Para terminar, un consejo no pedido y una súplica. El primero, dirigido a mis coterráneos: tengamos, por una vez, memoria de lo padecido… escarmentemos con este presente y jamás incurramos de nuevo en la estolidez de poner nuestra suerte en manos de un personaje como aquel, hoy para nuestra desdicha al frente del porvenir capitalino. La súplica va destinada al “medio en cuestión”, cuyo lugar en la historia de Colombia jamás discutiría como digno de respeto. Y aquí va… con párrafo aparte:

“Por Bachué y Bochica, amigos… ¡no nos mientan ni insulten nuestra inteligencia!

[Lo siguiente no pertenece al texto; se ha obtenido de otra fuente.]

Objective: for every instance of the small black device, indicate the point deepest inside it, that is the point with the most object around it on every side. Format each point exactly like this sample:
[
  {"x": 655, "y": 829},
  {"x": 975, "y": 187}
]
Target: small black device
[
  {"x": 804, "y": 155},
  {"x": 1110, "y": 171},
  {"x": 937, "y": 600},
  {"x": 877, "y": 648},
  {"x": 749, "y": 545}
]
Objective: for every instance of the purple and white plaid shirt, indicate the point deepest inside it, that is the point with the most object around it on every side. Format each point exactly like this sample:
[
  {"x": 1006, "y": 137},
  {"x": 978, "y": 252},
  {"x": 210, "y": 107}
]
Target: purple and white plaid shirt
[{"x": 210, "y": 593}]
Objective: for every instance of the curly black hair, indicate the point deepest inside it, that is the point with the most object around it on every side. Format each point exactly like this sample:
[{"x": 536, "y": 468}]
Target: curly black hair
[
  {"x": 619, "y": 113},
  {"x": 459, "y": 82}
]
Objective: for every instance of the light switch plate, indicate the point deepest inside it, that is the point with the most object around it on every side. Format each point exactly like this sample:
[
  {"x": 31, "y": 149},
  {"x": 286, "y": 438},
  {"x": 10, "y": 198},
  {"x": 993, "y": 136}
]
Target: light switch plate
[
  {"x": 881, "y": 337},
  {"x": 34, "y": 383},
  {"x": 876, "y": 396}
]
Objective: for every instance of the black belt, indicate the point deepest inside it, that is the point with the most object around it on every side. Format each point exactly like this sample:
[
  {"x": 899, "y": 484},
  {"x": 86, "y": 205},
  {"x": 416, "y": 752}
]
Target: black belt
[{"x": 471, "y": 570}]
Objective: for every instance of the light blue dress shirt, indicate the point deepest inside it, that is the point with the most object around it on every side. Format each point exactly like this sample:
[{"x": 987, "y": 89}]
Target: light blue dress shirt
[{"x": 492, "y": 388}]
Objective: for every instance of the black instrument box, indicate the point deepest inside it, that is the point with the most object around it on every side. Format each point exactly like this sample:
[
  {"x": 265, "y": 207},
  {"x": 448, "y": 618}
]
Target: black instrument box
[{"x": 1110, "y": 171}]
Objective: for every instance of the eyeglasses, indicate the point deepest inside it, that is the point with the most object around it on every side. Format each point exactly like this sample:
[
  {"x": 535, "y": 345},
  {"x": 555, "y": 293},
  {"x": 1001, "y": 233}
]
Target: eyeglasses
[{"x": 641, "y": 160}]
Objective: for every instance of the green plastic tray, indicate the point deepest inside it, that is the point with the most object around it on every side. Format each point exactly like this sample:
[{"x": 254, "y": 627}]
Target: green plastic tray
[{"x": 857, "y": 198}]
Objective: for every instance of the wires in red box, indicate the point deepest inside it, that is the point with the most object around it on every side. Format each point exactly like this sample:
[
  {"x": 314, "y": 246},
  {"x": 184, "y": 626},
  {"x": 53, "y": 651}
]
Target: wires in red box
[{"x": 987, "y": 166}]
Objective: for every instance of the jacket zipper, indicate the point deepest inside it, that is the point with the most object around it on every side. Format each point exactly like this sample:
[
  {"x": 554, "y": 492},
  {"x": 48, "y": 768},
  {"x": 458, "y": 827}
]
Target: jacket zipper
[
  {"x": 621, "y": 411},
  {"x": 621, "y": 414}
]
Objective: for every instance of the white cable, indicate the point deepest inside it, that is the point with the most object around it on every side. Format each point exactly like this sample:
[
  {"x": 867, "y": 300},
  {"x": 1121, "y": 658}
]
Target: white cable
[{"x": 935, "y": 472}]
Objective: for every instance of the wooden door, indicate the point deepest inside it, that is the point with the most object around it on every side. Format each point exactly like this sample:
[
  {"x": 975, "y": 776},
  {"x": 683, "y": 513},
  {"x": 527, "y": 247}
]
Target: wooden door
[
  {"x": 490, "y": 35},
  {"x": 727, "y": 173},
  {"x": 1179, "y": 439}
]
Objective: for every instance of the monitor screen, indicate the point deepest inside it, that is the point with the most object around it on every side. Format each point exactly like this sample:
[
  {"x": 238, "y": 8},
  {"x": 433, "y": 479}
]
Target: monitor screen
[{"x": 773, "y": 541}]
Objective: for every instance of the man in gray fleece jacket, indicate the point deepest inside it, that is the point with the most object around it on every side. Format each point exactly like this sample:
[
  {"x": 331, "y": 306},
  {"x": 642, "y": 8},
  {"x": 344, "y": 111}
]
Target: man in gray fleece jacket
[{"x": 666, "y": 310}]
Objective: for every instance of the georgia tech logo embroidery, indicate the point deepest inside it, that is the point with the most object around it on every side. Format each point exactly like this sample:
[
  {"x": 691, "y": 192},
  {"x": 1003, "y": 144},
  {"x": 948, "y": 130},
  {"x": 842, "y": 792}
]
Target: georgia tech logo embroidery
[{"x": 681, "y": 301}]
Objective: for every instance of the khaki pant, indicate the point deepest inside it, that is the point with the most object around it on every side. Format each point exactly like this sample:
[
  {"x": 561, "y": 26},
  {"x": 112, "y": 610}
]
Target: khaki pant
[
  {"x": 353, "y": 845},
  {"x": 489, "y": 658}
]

En este tránsito histórico al que el azar nos ha empujado, enclavados entre dos siglos y enfrentados a una metamorfosis en lo concerniente a la manera como los ciudadanos del futuro asimilaremos los contenidos noticiosos, hace mal quien con semejante leyenda a cuestas empeña su credibilidad por algunos miles de millones. Un periódico es un vehículo de conocimiento y no un catálogo de ventas al servicio del poderoso de turno. No se acomide con la grandeza de una institución como la suya someter sus políticas editoriales y los destinos de nuestra maltrecha capital al arbitrio del socio ni del mejor pagador”. Hasta el otro martes.